In strong systems, AI accelerates value, learning, and delivery. In weak systems, it accelerates defects, risk, and fragility.

Enterprise AI adoption must start with literacy, strong DevOps, clear guardrails, a full value stream mindset, and human accountability. This is a system conversation, not a tooling conversation.

Read full perspective →


Where I stand

In late 2024 and throughout 2025, much of the industry conversation around AI focused on adoption rates, usage metrics, and individual productivity gains. My focus was elsewhere: on the delivery system itself, how work flows from idea to production, how teams maintain operational resilience, and whether organizations were building the discipline to safely absorb acceleration.

That perspective is gaining traction now. More leaders are recognizing that AI adoption is a system conversation. I’ve been making that case since the beginning.


The one-minute version

AI is reshaping how code is written and how technology organizations think about the full system that delivers software.

To truly leverage what AI can do, organizations have to get exceptionally good at DevOps so code can move from idea to production quickly, reliably, consistently, and securely.

AI reveals the truth about your delivery system.

If organizations apply AI only to code generation while ignoring the surrounding system, they risk achieving local gains while causing broader dysfunction.


Full perspective

AI adoption starts with literacy

The question for most companies is no longer whether AI matters. It does. The question is how to begin adopting it practically and responsibly.

That starts with exposure, hands-on use, and shared learning. Teams need time to understand the tools, compare options, and build judgment through real experience.

Teams build AI judgment through real experience and shared learning.

But fluency alone is not enough. Without engineering depth, judgment, and systems thinking, AI adoption gets shallow fast. Organizations still need strong fundamentals to make AI durable at enterprise scale.

Leadership still matters

The old model, which overvalued the technical leader who could personally grind out the most code, was already limited. In an AI-enabled environment, it becomes even less useful.

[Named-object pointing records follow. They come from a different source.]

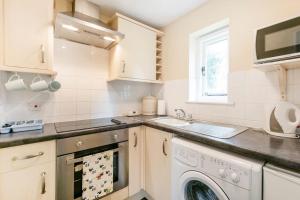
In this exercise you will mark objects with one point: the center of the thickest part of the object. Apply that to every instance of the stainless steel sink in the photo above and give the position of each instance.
(222, 131)
(171, 121)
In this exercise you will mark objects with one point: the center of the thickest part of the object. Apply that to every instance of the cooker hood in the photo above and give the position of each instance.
(82, 28)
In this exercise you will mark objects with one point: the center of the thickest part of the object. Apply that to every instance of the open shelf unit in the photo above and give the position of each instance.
(281, 67)
(159, 56)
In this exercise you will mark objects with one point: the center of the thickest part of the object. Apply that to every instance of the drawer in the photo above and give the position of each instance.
(20, 157)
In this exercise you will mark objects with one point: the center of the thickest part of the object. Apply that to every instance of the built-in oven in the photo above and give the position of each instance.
(278, 42)
(70, 153)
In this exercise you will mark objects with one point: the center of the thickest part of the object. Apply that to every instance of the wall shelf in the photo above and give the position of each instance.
(281, 67)
(135, 80)
(272, 66)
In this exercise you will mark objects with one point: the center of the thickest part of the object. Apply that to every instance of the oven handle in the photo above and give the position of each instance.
(75, 160)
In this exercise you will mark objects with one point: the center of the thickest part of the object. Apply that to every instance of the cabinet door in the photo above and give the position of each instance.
(135, 160)
(138, 51)
(158, 164)
(28, 33)
(33, 183)
(278, 185)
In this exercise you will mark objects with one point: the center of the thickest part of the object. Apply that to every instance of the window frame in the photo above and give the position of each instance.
(196, 80)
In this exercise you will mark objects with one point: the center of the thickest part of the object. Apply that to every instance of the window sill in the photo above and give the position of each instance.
(212, 102)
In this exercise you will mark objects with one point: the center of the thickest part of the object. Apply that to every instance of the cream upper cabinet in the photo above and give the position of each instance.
(27, 172)
(28, 33)
(135, 56)
(158, 164)
(136, 158)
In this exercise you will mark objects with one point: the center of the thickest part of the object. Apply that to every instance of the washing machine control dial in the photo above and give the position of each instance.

What matters more now is the ability to build strong teams, create repeatable systems, develop experienced people, and lead through change.

Experienced engineers become force multipliers when paired with AI. Their value is in what they can shape, guide, review, and orchestrate across increasingly AI-enabled workflows.

Humans remain accountable for what AI helps create.

The leaders who create the most value with AI will be the ones who understand people, systems, flow, and change.

AI across the value stream

I say this not only as a technology leader, but as a technologist and active user of AI. I use it. I see how it can accelerate thinking, improve analysis, and increase the leverage of experienced professionals.

But I also see the temptation to confuse more activity with more value. More AI-generated work does not automatically improve outcomes. Without strong systems and disciplined ways of working, AI can create the appearance of progress while increasing waste and risk underneath.

Guardrails are the structure that enables speed.

AI is a value stream conversation. If enterprises want the full benefit, they have to think beyond build speed and look at the full path from idea to outcome.

AI, operations, and the human loop

Much of today’s AI discussion centers on whether engineers will be replaced or teams will become much smaller. Some of that may happen, especially if organizations optimize the system that moves software from idea to production.

But software delivery does not end at production. When the enterprise system fails, who gets the call? Who understands the architecture, the dependencies, and the safest path to recovery?

AI may increasingly help diagnose incidents and accelerate response. But at an enterprise level, operating and maintaining production systems still requires human judgment, accountability, and deep contextual knowledge.

Speed without operational resilience is just risk in a different form.

Software does not stop at deployment. Enterprise responsibility includes operating, maintaining, restoring, and improving systems in production.

How I approach AI adoption

My approach is practical:

  1. Define risk boundaries: Know what data can be used, what cannot leave the environment, and what requires review.
  2. Choose tools with intent: Different use cases require different tools, trust levels, and constraints.
  3. Build literacy through real use: Hands-on learning, shared practices, and room for experimentation.
  4. Integrate into the delivery system: Better requirements, stronger tests, safer reviews, faster debugging.
  5. Add evaluation workflows: Checks for correctness, security, regressions, and operational impact.
  6. Measure the system: System-level outcomes matter more than individual output metrics.

The real question

I am optimistic about AI. I have been using it since February 2023 and have seen significant gains in the recent wave of frontier models and agents. I can already see how it is reshaping how modern organizations work.

But I am also practical. AI will not rescue a broken operating model. It will reveal it. The organizations that benefit most will be the ones with the strongest systems, clearest priorities, healthiest teams, and most disciplined path from idea to outcome.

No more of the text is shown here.